= Museo del Origami =

Origami museum in Uruguay

Museo del Origami is a non-profit institution in the historic district of Colonia del Sacramento, Uruguay, devoted to the art of paper folding, or origami. The museum is part of Uruguay’s National System of Museums and Museographic Collections (Sistema Nacional de Museos y Colecciones Museográficas del Uruguay).

The museum presents both the history of origami and its contemporary uses in areas such as art, science, and design.

It opened in 2020 as a small, independent cultural project in Colonia’s Barrio Histórico, a colonial World Heritage Site by UNESCO.

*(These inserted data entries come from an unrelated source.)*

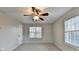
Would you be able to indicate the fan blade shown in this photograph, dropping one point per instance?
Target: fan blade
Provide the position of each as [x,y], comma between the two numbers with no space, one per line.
[44,14]
[38,11]
[33,9]
[27,15]
[41,18]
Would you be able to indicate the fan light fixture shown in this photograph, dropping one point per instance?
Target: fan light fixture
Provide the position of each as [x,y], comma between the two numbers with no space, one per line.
[36,17]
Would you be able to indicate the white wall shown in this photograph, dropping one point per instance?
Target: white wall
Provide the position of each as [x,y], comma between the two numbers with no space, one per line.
[58,30]
[47,34]
[9,32]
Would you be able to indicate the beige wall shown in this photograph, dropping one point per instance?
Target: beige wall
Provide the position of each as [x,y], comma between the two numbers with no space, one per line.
[58,30]
[47,34]
[9,34]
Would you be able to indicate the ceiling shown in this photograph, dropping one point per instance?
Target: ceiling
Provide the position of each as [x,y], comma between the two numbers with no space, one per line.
[18,12]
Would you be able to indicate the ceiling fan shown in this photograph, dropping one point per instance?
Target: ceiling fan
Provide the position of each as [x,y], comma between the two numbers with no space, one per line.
[37,13]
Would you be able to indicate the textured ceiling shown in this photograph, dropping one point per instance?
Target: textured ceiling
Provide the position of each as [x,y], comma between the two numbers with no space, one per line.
[18,12]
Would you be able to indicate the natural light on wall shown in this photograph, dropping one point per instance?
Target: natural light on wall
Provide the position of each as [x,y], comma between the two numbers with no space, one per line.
[35,32]
[72,31]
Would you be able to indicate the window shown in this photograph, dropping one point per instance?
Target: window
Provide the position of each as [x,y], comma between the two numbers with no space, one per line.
[35,32]
[72,31]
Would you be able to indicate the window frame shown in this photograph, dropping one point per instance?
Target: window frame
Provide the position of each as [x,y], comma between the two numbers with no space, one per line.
[35,32]
[68,44]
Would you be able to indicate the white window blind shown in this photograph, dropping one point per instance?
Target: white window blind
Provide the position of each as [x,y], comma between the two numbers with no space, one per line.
[72,31]
[35,32]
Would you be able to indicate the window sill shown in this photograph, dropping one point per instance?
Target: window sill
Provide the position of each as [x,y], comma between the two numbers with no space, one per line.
[72,46]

It is one of only two origami museums in the Western Hemisphere and the only one in the Americas.

== Collection and exhibitions ==

The collection includes works by international artists (Robert J. Lang, Erik Demaine, Akira Yoshizawa, among others), along with historical documentation related to paperfolding and the use of the mathematics of folding in other fields.

Exhibitions range from a permanent section on the history of origami to changing displays that explore current practices and applications.

== Activities ==

In addition to its exhibitions, the museum offers workshops and other public programs intended for a broad audience.

The museum has also been featured in Uruguayan television, including a segment on the program Buen Día broadcast by Canal 4.